Proposal-Specific Advice:
 Understand that the proposal will be a negotiated document, so be prepared to draft, redraft, and resubmit it.
 Think of the proposal as an introduction to your thesis—not a chapter, not an extensive literature review, not an opportunity to rehearse the major conflicts in your field. You are “bridging the gap” between existing work and your work.
 Remember that the proposal is not a contract that determines what your thesis will demonstrate. You will likely modify and refine your scope, argument, and methods.
 Remember that your proposal is not meant to limit your ideas, but to help you think in practical terms about how you intend to research and write your dissertation.
 Ask colleagues to form a writing group that you can use to exchange ideas, drafts, and experiences. As lonely as it may seem sometimes, writing is a social activity.

Because proposal requirements vary broadly by department, program, and advisor, generalizing them is difficult. The best advice is the simplest: consult with your advisor, ask to see past successful proposals, and talk to your colleagues. Using other proposals to help you generate ideas in not plagiarizing!
PARTS OF A PROPOSAL
Despite their wide differences, proposals across programs generally include at least some form of the following sections (though you will want to check with your academic advisor about the specific sections s/he requires): Title, Abstract, Introduction/Background, Problem Statement,
Purpose/Aims/Rationale, Review of Literature, Methodology, Significance/Implications, Overview of Chapters, Plan of Work, Bibliography.
Sometimes these sections may be combined—in some fields, the problem statement, aims, and review of literature are all part of the introduction. The most common elements are the introduction/problem statement, review of literature, and methodology (which in some fields roughly correspond to the first three chapters of the dissertation).


Title

At this early stage, you need only provide a working title. You can decide on the exact wording for your title when you are nearer to completing your dissertation. Nevertheless, even at the start, aim to create a title that conveys the idea of your investigation. Normally, a title beginning “A study in . . .” is too vague; decide whether you want to compare, collate, assess, etc. Also, don’t worry if you compose a long title. You are preparing to write an academic document, not to devise a snappy headline for a tabloid newspaper.

A good title should:
 Orient your readers to the topic you will research.
 Indicate the type of study you will conduct.

Examples:
What do the following examples tell you about the topic and type of research conducted?
 Role of the Hydrologic Cycle in Vegetation Response to Climate Change: An Analysis Using VEMAP Phase 2 Model Experiments
 Geographic Representations of the Planet Mars, 1867-1907


Abstract

Not all fields require abstracts, so check with your advisor to see if you are required to include one.
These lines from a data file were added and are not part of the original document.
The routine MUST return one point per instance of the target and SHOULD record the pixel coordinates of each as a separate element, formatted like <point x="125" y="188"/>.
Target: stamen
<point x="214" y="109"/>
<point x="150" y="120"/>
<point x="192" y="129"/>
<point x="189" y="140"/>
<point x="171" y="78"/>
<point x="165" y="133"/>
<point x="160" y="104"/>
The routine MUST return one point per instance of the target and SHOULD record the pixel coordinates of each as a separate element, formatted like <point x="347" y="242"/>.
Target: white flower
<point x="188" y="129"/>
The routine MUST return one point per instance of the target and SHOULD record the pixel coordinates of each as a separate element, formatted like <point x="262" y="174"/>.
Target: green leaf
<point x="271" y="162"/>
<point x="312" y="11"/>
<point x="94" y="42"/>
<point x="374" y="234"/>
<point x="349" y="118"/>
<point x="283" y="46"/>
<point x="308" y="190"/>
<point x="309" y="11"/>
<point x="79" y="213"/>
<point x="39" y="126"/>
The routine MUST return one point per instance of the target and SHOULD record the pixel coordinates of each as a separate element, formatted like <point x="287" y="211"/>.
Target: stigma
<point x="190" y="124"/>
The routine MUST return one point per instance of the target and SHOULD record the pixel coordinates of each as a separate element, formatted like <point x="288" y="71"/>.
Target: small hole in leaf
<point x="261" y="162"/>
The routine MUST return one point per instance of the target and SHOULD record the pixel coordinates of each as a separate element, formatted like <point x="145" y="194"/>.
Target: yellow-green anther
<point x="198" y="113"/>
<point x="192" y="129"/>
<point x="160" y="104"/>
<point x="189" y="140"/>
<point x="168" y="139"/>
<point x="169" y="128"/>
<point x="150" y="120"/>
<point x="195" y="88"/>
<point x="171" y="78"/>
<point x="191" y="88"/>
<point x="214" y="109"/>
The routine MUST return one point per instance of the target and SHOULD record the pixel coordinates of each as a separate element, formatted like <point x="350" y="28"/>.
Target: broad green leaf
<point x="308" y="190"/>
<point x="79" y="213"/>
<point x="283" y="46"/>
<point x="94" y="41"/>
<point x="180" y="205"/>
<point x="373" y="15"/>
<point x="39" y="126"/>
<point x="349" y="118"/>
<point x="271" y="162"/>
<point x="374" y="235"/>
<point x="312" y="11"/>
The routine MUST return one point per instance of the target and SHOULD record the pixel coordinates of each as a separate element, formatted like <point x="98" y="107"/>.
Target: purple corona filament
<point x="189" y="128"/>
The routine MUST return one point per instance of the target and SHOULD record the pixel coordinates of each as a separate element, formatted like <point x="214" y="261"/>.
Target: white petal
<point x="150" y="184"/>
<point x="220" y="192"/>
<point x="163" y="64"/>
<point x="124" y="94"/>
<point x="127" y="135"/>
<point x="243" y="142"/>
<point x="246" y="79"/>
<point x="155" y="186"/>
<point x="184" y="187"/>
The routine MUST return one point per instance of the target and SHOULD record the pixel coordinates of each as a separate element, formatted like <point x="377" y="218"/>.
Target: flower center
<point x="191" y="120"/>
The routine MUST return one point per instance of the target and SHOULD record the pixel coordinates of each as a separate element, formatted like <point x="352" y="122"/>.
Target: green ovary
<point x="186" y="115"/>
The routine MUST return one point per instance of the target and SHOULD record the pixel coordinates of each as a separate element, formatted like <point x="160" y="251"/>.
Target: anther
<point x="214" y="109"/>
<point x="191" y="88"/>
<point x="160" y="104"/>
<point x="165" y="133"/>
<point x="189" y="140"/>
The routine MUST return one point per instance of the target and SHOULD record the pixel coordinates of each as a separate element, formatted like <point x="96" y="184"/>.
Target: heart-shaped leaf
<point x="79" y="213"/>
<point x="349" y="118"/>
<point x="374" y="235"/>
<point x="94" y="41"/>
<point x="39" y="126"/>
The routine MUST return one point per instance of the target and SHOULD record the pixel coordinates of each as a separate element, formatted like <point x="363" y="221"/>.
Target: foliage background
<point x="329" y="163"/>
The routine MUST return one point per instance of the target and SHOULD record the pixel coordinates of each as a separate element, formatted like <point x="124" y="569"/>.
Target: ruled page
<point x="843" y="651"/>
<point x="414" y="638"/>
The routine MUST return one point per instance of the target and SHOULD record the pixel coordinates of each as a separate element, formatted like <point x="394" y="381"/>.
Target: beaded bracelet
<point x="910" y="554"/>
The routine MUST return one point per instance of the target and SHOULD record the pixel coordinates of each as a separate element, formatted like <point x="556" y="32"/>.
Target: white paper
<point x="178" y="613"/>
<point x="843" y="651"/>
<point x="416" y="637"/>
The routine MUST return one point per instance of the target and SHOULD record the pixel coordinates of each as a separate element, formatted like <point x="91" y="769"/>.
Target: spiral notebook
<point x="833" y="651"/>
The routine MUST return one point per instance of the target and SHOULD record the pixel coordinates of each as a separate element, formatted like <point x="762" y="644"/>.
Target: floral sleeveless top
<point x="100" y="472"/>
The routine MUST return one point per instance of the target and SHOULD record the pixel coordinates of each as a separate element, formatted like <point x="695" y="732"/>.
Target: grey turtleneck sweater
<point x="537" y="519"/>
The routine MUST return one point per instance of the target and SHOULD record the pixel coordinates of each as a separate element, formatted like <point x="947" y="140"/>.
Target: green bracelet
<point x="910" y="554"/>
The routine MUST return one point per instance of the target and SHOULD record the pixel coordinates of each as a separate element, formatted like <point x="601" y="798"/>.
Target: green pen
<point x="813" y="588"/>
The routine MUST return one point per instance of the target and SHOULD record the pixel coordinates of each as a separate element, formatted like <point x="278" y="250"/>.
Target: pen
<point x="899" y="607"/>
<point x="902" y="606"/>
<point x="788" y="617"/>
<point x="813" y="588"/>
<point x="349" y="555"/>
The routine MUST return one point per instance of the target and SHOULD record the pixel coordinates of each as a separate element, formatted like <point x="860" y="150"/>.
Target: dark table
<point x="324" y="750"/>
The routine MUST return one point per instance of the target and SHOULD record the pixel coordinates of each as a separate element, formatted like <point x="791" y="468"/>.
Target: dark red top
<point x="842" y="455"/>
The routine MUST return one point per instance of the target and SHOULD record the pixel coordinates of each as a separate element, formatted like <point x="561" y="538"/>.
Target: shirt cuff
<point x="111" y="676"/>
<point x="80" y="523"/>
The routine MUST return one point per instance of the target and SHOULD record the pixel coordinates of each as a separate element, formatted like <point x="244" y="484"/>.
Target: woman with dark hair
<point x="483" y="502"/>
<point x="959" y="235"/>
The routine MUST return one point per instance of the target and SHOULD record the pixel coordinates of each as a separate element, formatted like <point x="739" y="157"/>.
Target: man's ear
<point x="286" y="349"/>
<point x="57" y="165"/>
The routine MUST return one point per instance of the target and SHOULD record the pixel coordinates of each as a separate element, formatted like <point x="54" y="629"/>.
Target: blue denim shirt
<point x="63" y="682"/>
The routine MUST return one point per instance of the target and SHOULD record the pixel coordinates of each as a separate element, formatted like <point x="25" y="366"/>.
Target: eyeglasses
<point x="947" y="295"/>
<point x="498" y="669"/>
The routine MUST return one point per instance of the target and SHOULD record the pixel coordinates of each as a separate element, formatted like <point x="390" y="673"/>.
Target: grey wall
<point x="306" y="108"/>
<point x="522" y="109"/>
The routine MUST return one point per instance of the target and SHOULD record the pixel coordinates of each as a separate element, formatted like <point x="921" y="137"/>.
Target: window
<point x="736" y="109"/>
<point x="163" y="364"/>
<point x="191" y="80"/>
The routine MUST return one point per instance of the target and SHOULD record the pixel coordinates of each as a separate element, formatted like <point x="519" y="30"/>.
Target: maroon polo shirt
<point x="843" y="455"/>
The abstract should:
 Provide a brief (100-350 word) overview of the proposal that gives a reader a basic understanding of your proposal and encourages her or him to read more.
 Summarize Introduction, Statement of the Problem, Background of the Study, Research Questions or Hypotheses, and Methods and Procedures.
 (In some cases, the abstract may need to be very brief—no more than 50 words—in which case, it will be more descriptive than complete.)

Informative abstract:
The Black-Bellied Plover (Pluvialis squatarola) is a shorebird species threatened with becoming endangered because of the loss of habitat through twentieth-century urbanization. As a step toward preventing this species from becoming endangered, this report identifies the Black-Bellied Plover habitat in Louisiana. To identify the habitat, I examined information about Black-Bellied Plover sightings in Louisiana over the last 50 years and the landuse categories derived from satellite imagery of the sighting locations. These examinations indicate that the Black-Bellied Plover habitat in Louisiana is generally pasture and shrubland. To protect this species, the Louisiana Department of Parks and Wildlife or the private sector should conserve and monitor this habitat, especially in the areas where the most frequent sightings have occurred on Grand Isle and around Caillou Bay.

Descriptive abstract:
The Black-Bellied Plover (Pluvialis squatarola) is a shorebird species threatened with becoming endangered because of the loss of habitat through twentieth-century urbanization. This report identifies the Black-Bellied Plover habitat in Louisiana based on previous sightings over the last 50 years and on landuse categories derived from satellite imagery of some of these sighting locations. The report also recommends conservation techniques to protect this species.


Introduction/Background

The introduction helps put your project in conversation with other projects on similar topics. Generally, the introduction provides necessary background information to your study and provides readers with some sense of your overall research interest. A good introduction should:
 Establish the general territory (real world or research) in which the research is placed.
 Describe the broad foundations of your study, including some references to existing literature and/or empirically observable situations. In other words, the introduction needs to provide sufficient background for readers to understand where your study is coming from.
 Indicate the general scope of your project, but do not go into so much detail that later sections (purpose/literature review) become irrelevant.
 Provide an overview of the sections that will appear in your proposal (optional).
 Engage the readers.

Example: How does this introduction to an environmental geography proposal introduce the topic?
Although they did not know of the germs the animals might carry, residents of US cities in the 1860s and 70s cited the flies, roaches, and rats who swarmed the tenements in arguing for community sanitary programs. In the 1950s vermin provided justification for housing and health agencies to pursue urban renewal, and also gave tenant activists a striking symbol of officials’ neglect of their neighborhoods. Today, though we know that vermin produce indoor allergens, and we have pesticides designed to keep vermin at bay, the fact that both may be hazardous confuses parents, health officials, and other advocates who seek to protect health. As long as people have lived in cities, pest animals have joined us in our homes and buildings, affected our health, and propelled our policies on the urban environment. The social geography of pests, however, reflects the social position and physical surroundings of our neighborhoods.
The researcher’s objective is to use the ecological history and social geography of pest animals, which have been blamed for several kinds of disease exposures throughout the past two centuries, to investigate how health and environmental conditions are connected with poverty in cities. (http://www.nsf.gov/sbe/bcs/grs/Cronon-SampleProposal.htm)

Statement of the Problem

This section may be incorporated in your introduction or your purpose section, or it may stand independently (it depends on the field). Some proposals start with the statement of the problem, rather than a more general introduction. Regardless of placement, at some point you need to clearly identify the problem or knowledge gap that your project is responding to. This section should:
 Answer the question: “What is the gap that needs to be filled?” and/or “What is the problem that needs to be solved?”
 State the problem clearly early in a paragraph.
 Limit the variables you address in stating your problem or question.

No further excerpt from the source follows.